Clearly, we are loath to make forecasts of future returns, this is always a mistake as the future is unknowable. It is, however, possible to put reasonable assumptions down and then challenge those to consider what circumstances would need to arise for these assumptions to be wrong.
When we look at our portfolios today, we see some of the most attractive metrics that we have seen in a long time. Starting with the bond portfolios these have yield to maturity of between 6% and 8% (as at 22.08.23) depending on the risk profile of the fund. For comparison the 5 year corporate bond index yields 6.3% (as at 22.08.23). They also have durations around 3 years, and hence, pretty low interest rate sensitivity. In simple terms over 3 years this part of the portfolio is highly likely to earn the yield.
When considering the equity portion of portfolios naturally things are more uncertain. Starting with some valuation metrics, dividend yields on our equity portfolios are between 3.3% and 4.7% (as at 22.08.23), again depending on the risk profile of the portfolios. Price to earnings ratios are between 11 times and 12.5 times. Naturally, these valuations could potentially fall further, particularly in a recessionary environment but over the longer term these seem very attractive levels. If, as we do, you think the greater likelihood is that inflation continues to be higher for longer, then it is reasonable to expect equity dividend growth to be higher than in the past. This is likely to be particularly the case for the companies that we emphasise, with strong asset bases and inflation resilient businesses.
Just taking the income level on the funds, ignoring any possibility of equity price rises or any return from the other assets in the portfolios, you get to a mid-single digit return. A return less than the income means negative capital returns. This would require equity prices to fall further and very significant further rises in bond yields.

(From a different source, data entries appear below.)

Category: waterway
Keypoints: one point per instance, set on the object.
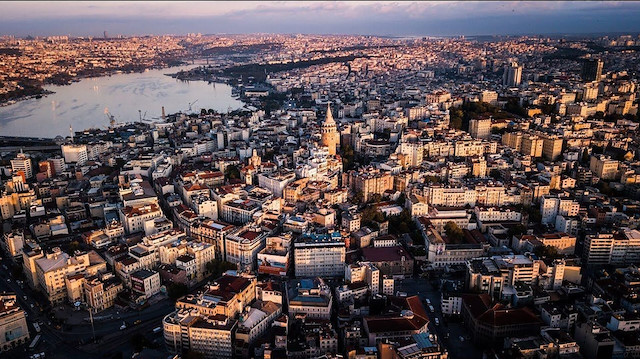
(128, 96)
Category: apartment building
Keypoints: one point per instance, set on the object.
(319, 255)
(243, 245)
(13, 323)
(53, 269)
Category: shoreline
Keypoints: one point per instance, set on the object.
(45, 93)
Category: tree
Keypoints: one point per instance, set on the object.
(453, 231)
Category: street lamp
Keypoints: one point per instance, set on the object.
(88, 307)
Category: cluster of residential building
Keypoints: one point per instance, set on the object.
(511, 181)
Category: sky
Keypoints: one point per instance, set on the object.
(392, 18)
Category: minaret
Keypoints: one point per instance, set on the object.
(330, 136)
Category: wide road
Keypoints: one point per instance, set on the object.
(50, 338)
(457, 348)
(67, 343)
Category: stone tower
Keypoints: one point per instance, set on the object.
(330, 135)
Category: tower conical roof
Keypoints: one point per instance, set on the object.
(329, 118)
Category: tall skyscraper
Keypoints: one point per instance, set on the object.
(330, 136)
(22, 163)
(512, 75)
(592, 70)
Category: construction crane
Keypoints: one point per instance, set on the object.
(191, 104)
(110, 117)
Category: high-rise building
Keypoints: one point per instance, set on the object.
(512, 75)
(480, 128)
(22, 163)
(75, 154)
(551, 147)
(592, 70)
(330, 136)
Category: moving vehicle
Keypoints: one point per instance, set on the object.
(35, 342)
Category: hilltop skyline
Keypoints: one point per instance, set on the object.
(366, 18)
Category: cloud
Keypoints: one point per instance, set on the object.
(363, 17)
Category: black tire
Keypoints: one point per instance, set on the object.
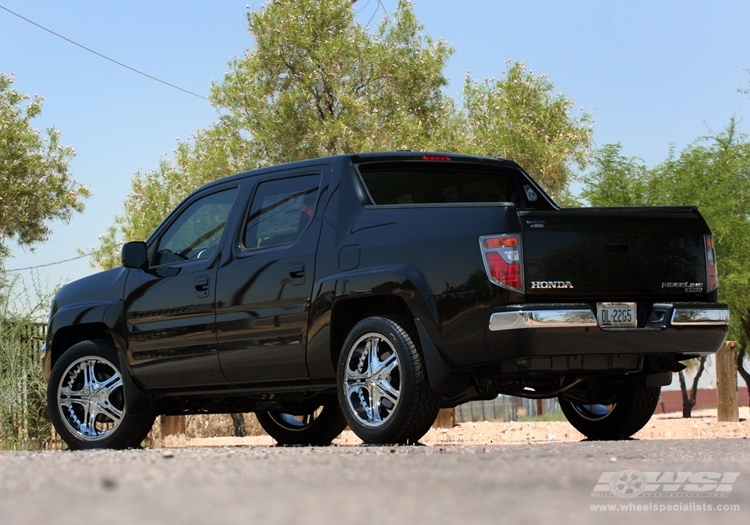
(317, 428)
(634, 406)
(382, 384)
(86, 400)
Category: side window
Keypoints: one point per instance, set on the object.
(280, 211)
(197, 231)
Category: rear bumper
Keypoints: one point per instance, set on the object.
(663, 316)
(538, 330)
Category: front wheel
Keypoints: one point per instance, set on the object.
(382, 384)
(634, 406)
(308, 427)
(86, 400)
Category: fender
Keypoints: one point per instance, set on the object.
(402, 280)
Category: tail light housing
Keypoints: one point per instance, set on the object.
(502, 260)
(712, 276)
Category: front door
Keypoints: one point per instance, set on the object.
(169, 308)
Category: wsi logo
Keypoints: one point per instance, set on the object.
(545, 285)
(634, 483)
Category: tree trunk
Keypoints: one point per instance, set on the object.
(742, 352)
(689, 399)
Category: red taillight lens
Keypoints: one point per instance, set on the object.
(502, 260)
(712, 276)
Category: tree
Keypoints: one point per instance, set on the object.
(318, 83)
(35, 183)
(315, 83)
(689, 398)
(712, 173)
(520, 117)
(615, 180)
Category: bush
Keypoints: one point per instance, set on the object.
(23, 404)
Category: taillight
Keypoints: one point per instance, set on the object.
(712, 277)
(502, 260)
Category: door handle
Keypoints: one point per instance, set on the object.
(201, 286)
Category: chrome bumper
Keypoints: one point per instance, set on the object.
(581, 316)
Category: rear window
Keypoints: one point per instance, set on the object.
(419, 183)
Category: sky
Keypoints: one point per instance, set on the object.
(652, 73)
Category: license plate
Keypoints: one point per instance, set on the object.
(616, 315)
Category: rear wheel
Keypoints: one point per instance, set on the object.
(317, 427)
(620, 419)
(86, 400)
(382, 384)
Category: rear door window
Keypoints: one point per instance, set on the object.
(413, 184)
(280, 211)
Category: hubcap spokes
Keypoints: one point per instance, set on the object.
(90, 398)
(373, 379)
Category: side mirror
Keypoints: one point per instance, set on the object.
(134, 255)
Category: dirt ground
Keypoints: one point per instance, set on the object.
(703, 425)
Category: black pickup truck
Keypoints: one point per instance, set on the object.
(372, 290)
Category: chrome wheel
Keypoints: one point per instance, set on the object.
(373, 379)
(90, 398)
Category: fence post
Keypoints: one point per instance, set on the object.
(726, 383)
(171, 425)
(446, 418)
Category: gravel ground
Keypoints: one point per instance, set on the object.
(703, 425)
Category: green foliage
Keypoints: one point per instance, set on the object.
(521, 118)
(23, 401)
(713, 173)
(317, 83)
(615, 180)
(35, 184)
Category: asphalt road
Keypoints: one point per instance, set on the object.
(550, 483)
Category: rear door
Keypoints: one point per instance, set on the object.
(264, 291)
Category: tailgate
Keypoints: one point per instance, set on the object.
(615, 253)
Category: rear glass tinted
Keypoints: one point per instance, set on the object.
(436, 184)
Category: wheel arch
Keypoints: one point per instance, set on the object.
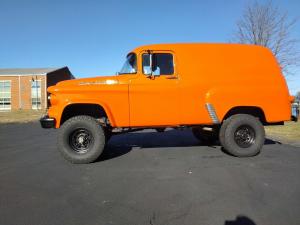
(250, 110)
(89, 109)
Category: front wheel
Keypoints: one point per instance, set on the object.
(242, 135)
(81, 139)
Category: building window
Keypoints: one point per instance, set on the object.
(36, 94)
(5, 95)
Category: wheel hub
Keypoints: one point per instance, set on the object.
(244, 136)
(81, 140)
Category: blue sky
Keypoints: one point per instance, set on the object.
(93, 37)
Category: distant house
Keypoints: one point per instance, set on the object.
(27, 88)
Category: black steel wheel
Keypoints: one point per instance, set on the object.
(242, 135)
(81, 139)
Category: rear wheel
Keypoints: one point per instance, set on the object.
(242, 135)
(205, 136)
(81, 139)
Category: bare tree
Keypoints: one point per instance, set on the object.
(264, 24)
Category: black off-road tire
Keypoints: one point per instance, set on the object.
(205, 136)
(74, 131)
(242, 135)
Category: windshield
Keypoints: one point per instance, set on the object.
(129, 65)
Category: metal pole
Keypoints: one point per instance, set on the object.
(37, 93)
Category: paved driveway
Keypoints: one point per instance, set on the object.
(145, 178)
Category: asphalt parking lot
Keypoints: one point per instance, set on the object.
(145, 178)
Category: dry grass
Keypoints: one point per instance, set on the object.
(20, 116)
(289, 132)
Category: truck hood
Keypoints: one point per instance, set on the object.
(83, 82)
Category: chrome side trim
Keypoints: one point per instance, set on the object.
(212, 113)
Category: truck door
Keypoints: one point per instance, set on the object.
(153, 94)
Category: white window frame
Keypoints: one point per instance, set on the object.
(39, 95)
(8, 108)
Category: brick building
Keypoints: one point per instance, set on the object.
(27, 88)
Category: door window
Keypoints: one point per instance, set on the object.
(162, 64)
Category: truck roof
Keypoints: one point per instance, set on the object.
(189, 46)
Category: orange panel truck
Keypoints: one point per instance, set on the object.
(225, 92)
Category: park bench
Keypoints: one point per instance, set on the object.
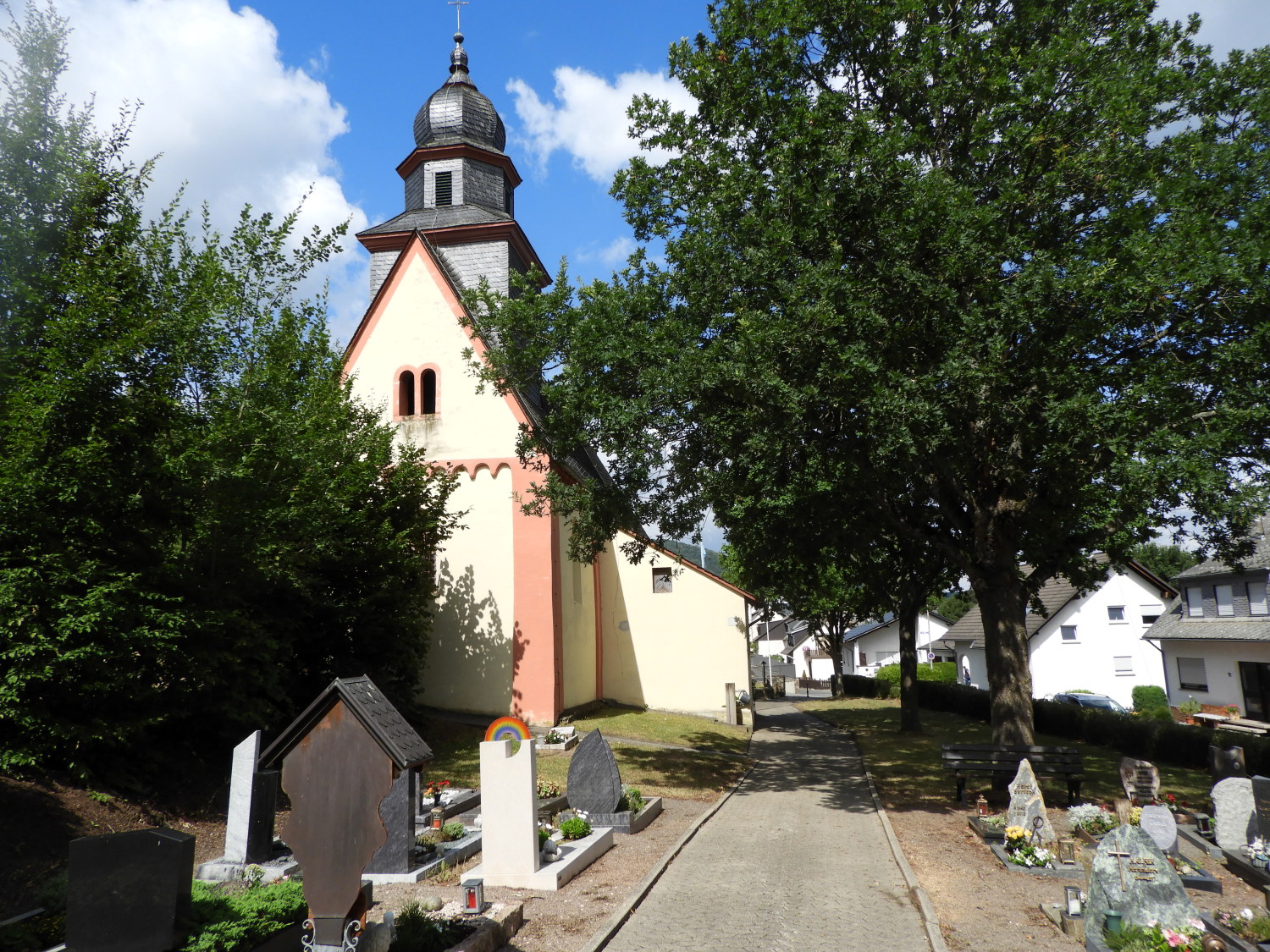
(1002, 761)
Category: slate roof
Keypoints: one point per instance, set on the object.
(1053, 596)
(444, 217)
(1260, 558)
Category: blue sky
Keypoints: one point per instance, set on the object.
(268, 103)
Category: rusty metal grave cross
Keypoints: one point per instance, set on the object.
(1120, 856)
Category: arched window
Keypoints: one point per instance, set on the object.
(406, 393)
(429, 391)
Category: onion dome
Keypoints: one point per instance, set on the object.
(459, 112)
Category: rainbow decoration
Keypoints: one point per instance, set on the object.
(508, 729)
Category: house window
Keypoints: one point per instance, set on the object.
(1224, 596)
(1194, 602)
(1256, 598)
(1191, 674)
(406, 393)
(662, 581)
(444, 188)
(429, 391)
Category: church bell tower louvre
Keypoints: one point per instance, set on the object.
(459, 190)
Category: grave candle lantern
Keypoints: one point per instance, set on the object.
(474, 896)
(1074, 900)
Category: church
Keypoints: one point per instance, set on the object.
(520, 627)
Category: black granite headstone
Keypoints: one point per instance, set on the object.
(129, 891)
(1132, 876)
(1226, 763)
(594, 784)
(398, 812)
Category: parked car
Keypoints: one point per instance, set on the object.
(1102, 701)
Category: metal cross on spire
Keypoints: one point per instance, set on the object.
(459, 8)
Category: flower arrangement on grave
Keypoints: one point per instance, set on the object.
(1157, 938)
(576, 827)
(1246, 924)
(1024, 853)
(1257, 853)
(1091, 817)
(548, 790)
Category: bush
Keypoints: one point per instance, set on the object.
(576, 828)
(1150, 697)
(944, 672)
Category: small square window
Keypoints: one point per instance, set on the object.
(1194, 602)
(1224, 596)
(1191, 674)
(1256, 598)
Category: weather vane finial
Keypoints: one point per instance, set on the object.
(459, 8)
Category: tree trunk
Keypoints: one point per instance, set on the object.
(909, 713)
(1003, 603)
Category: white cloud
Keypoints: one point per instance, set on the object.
(226, 114)
(588, 117)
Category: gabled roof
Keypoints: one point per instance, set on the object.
(373, 711)
(1053, 596)
(1260, 558)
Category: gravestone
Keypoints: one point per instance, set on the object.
(1026, 804)
(594, 784)
(1140, 779)
(1234, 820)
(340, 761)
(1226, 763)
(1262, 804)
(129, 891)
(253, 801)
(1132, 876)
(1161, 827)
(398, 812)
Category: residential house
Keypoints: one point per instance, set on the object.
(1216, 636)
(1082, 641)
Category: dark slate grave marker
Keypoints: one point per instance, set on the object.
(396, 810)
(129, 891)
(594, 784)
(1226, 763)
(1132, 876)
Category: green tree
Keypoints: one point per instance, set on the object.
(1165, 561)
(995, 268)
(198, 525)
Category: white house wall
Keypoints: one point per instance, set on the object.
(1090, 662)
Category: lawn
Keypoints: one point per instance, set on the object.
(683, 774)
(909, 774)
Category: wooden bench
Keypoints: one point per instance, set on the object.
(1002, 761)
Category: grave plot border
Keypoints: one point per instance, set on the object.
(1058, 872)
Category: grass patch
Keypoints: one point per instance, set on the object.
(665, 729)
(909, 774)
(681, 774)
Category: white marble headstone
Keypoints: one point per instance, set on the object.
(1026, 804)
(238, 823)
(1234, 812)
(1161, 827)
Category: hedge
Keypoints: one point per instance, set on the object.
(1133, 735)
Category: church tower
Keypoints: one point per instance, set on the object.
(459, 190)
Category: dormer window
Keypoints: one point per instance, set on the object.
(444, 188)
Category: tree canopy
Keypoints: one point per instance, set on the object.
(198, 525)
(992, 271)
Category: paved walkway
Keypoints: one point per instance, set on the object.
(795, 860)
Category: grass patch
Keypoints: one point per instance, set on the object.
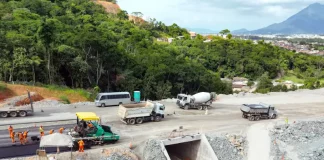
(65, 100)
(3, 87)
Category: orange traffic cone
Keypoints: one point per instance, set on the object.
(130, 145)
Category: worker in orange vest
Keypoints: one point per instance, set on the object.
(10, 129)
(81, 146)
(21, 138)
(41, 131)
(25, 134)
(61, 130)
(12, 136)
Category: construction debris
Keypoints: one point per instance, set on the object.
(22, 100)
(229, 147)
(303, 140)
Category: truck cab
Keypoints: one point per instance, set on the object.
(159, 109)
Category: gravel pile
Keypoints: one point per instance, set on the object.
(55, 103)
(153, 151)
(303, 140)
(225, 149)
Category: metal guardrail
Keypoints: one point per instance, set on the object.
(7, 124)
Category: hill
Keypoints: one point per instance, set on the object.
(308, 21)
(202, 30)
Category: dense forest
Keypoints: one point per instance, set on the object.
(77, 44)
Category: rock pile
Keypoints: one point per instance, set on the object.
(22, 100)
(229, 147)
(303, 140)
(153, 151)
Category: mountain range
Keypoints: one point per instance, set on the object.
(308, 21)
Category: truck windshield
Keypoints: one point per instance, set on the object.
(162, 108)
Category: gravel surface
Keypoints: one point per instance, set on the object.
(303, 140)
(223, 148)
(153, 151)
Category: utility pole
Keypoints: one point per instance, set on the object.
(31, 101)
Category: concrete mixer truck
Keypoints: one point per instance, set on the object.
(200, 101)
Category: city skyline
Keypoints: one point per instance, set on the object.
(217, 15)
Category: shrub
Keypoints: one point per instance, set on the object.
(2, 86)
(65, 100)
(263, 91)
(293, 88)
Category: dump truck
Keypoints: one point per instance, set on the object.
(201, 101)
(137, 113)
(255, 112)
(15, 111)
(91, 131)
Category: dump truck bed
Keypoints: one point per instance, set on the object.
(135, 110)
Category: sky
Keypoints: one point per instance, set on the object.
(217, 15)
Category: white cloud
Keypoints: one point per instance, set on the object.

Global equity markets peaked in May 2021, for them to fall further in absolute or real terms would imply we are in one of the most extended bear market phases of recent history. Obviously not impossible, but something of an extreme scenario. In historical terms, it is very rare to not have made a new high within 5 years of a previous high. Even from the tech bubble highs in 2000 the world index was making new highs by 2006.
In our view, clients are wanting to de-risk portfolios at exactly the worst time, bonds have recently experienced some of the worst returns for many years and yields are now much more attractive. Our very short maturity portfolios will mature, earning the yields to maturity we currently see. If we are correct, we should be able to reinvest these proceeds at even higher yields going forward. We base this on the assumption that inflation is persisting into the medium term.
While world equity indices may have peaked in 2021, this masks the fact that equity indices, outside the US, have been broadly flat since before the GFC. We think it pretty implausible that over the medium term equity valuations fall materially from here and in an environment of continued inflation, earnings growth is likely to be higher, particularly for the inflation beneficiaries we own.
Hence, overall, we think it very unlikely that our portfolios don’t earn returns significantly above those on offer from fixed rate life bonds or annuities. At the end of the day, life companies own the same assets as we do, can do the same maths as us and expect to earn much higher fees than we charge, in exchange for the certainty of the fixed returns on offer. We believe now is not the time to sell unless you think we are in the early stages of one of the longest bear markets in history.